The Chao Phraya Lowland Moist Deciduous Forests is another Southeast Asian ecoregion that has been degraded below the thresholds of conservation imperatives. Years ago, this ecoregion had supported some of the world’s most charismatic but now highly threatened species, from larger animals such as Asian elephant, tigers, banteng, gaur, and Siamese crocodile, to the smaller but equally charismatic species of Malayan sunbear, Asiatic wild dog, and pileated gibbon, just to name a few. But intense anthropogenic activities have converted most of the natural habitats these species depended on and several species have since been extirpated.
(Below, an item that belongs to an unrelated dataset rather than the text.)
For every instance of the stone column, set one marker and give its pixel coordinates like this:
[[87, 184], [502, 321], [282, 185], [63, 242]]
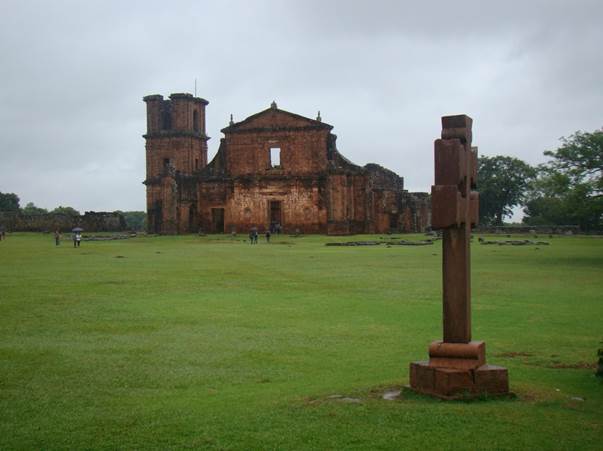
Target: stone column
[[457, 365]]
The seasonal, monsoonal climate has a great influence on the vegetation. At lower elevation, the average annual rainfall is around 1,000 mm in the west and increases to about 1,300 mm in the east. Closer to the Cardamom and Elephant Mountains, warm, moisture-laden winds from the ocean are forced up by high mountains into the cool upper layers to extract the moisture as rain, a process known as ‘orographic’ precipitation. The annual rainfall here thus reaches about 3,000 to 4,000 mm. About 80 percent of rains occur during the southwest monsoon from May to October. The mean maximum and minimum temperatures are 34°C and 23°C respectively.
This ecoregion occurs as two disjunct areas on either side of the Chao Phraya river basin’s lower reaches, representing a transitional forest at the nexus of freshwater swamp forests, dry forests, and rainforests. Thus, the vegetation is not homogeneous but a matrix of vegetation types with affinities to the neighboring ecoregions and includes species from each.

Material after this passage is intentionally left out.